High-velocity impacts are critical scenarios in aerospace, automotive, defense, and space applications where structural panels are exposed to extreme dynamic loads, such as bird strikes, debris impact, or ballistic threats. Understanding how materials and structural configurations respond to such impacts is essential for ensuring safety and integrity.

Composite sandwich structures offer a promising solution due to their high strength-to-weight ratio, energy absorption capability, and tailored mechanical properties. This study focuses on a multi-layered hybrid composite panel composed of:

• Carbon Fiber Reinforced Polymer (CFRP) (outer skins)

• Aluminum Foam Core

• Aluminum Honeycomb Layer (middle core)

This configuration combines the high stiffness and tensile strength of CFRP, the energy absorption of aluminum foam, and the crush resistance and lightweight properties of honeycomb structures.

Explanation

1. Material Composition and Role of Layers

• CFRP (Carbon Fiber Reinforced Polymer):
  Positioned as the front and back face sheets, CFRP offers high in-plane strength and stiffness. Its role is to distribute impact loads across the structure and resist perforation.

• Aluminum Foam Core:
  Acts as an energy absorber. Upon impact, it undergoes plastic deformation, absorbing kinetic energy and reducing stress transmission to subsequent layers.

• Aluminum Honeycomb:
  Provides structural stability and maintains the spacing between face sheets. It also contributes to energy absorption through progressive crushing and enhances the panel’s resistance to buckling and delamination.

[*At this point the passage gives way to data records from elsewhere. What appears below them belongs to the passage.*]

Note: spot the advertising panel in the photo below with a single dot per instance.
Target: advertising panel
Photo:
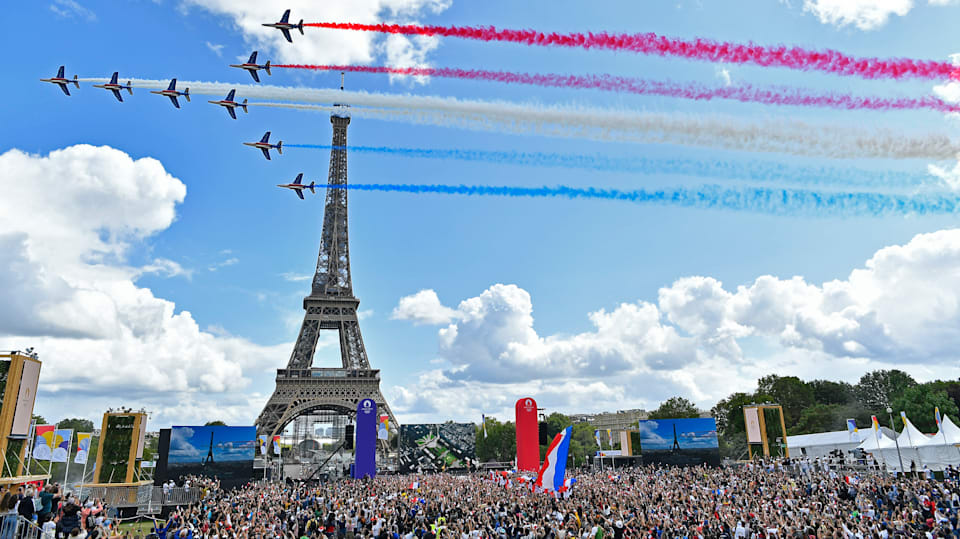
(26, 395)
(436, 447)
(680, 442)
(751, 417)
(528, 435)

2. High-Velocity Impact Dynamics

High-velocity impact involves complex, transient phenomena, including:

• Localized deformation

• Wave propagation through materials

• Delamination and fracture

• Plastic collapse and crushing in metallic cores

• Perforation or rebound, depending on impact energy

Due to the short timescales and nonlinear behavior, finite element analysis (FEA) and explicit dynamic simulation (ABAQUS/Explicit) are employed to predict structural response.

3. Simulation Objectives

• Evaluate damage progression through each layer

• Analyze energy absorption and distribution across the composite

• Identify failure modes: fiber breakage, matrix cracking, core crushing, or perforation

The layered CFRP-Aluminum foam-Aluminum honeycomb-CFRP composite panel offers a synergistic combination of strength, stiffness, and energy absorption. Through advanced numerical simulation of high-velocity impacts, it is possible to predict and enhance the panel’s performance, guiding the design of safer and more efficient protective structures. The results of such analyses are crucial for applications where impact tolerance is a key design criterion.